The Point of It

I could I daresay make the book richer, perhaps immeasurably so…but I am longing to put it out of reach that I may write the poetry it seems to have made possible. I can now…find the simplicity I have sought in vain. I need no longer…spend barren years, as I have done some three of four times, striving with abstractions that substituted themselves for the play I planned (W. B. Yeats, Pt. III of the Dedication to A Vision)

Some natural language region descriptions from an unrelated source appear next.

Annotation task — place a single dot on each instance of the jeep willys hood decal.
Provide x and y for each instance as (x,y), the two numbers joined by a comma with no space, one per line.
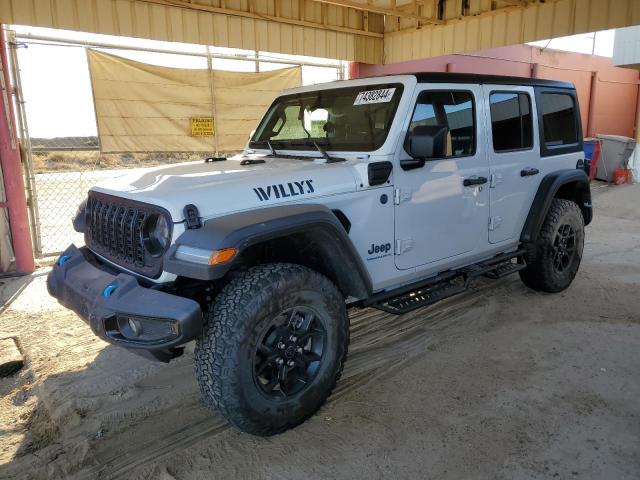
(218,188)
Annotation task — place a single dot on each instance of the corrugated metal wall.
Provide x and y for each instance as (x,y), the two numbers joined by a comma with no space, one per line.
(304,27)
(607,94)
(319,28)
(509,26)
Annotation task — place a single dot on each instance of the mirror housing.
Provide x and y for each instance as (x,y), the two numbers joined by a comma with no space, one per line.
(423,143)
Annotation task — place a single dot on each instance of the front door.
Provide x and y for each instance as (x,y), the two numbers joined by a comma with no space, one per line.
(514,158)
(442,208)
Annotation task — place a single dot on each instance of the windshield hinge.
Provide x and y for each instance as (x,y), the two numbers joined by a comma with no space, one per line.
(494,223)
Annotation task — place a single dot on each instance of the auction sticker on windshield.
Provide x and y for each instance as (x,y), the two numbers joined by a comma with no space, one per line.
(383,95)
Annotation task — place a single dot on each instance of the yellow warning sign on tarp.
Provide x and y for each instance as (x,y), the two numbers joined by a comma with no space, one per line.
(147,108)
(202,127)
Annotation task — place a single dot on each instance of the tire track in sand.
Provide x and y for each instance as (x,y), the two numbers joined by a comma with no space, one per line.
(380,343)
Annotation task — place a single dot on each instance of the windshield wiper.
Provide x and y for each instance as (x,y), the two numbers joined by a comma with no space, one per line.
(325,155)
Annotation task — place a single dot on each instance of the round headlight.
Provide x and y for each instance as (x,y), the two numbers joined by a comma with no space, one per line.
(156,234)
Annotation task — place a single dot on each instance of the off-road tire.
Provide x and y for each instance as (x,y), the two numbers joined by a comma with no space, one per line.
(224,354)
(540,273)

This is one of the hallmarks of spiritualist work. In the end, it is life affirming and brings the worker back to their life. There is less emphasis on the transformation of the life or psyche, than with the bolstering and intensification of it. The questions of power or wealth or sex or status pale in the face of discovering something of your place in life and embracing the potentialities of it fully. It is probably why spiritualism tends to thrive alongside monotheism of one stripe or another, even if the various dogmatic expressions of monotheism are rarely kind toward it: the spiritualist discovers themselves in part through an act of acceptance, of having a place in an order that is larger and strangely intentional, and God is a darn good symbol for that order.

It isn’t the only thing going on in spiritualism, but it is really important and I like seeing it raised at the very beginning of this work. Done right, spiritualism brings us more fully to ourselves.

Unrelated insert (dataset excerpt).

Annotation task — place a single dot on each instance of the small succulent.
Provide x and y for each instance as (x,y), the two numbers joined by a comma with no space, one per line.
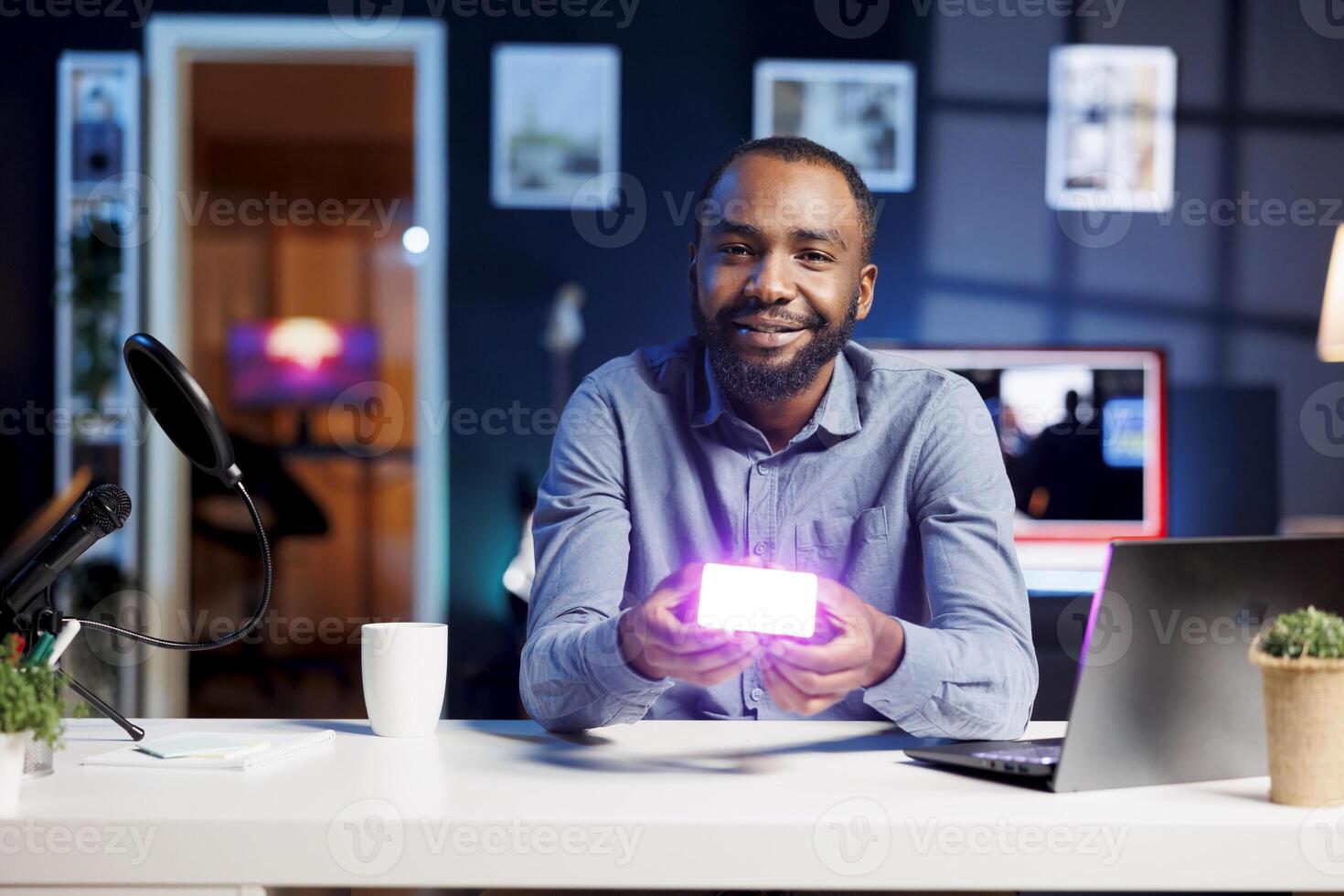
(30,699)
(1306,633)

…I know that the new intensity that seems to have come into all visible and tangible things is not a reaction from that wisdom but its very self…. I murmured, as I have countless times, “I have been part of it always and there is maybe no escape, forgetting and returning life after life like an insect in the roots of the grass.” But murmured it without terror, in exultation almost. (Pt. IV of the Dedication to A Vision)

To work upon your soul because in the work you prepare yourself to play the next part in the cycle, to pass your soul onward like a seed which may yield fruit that you have yet to imagine.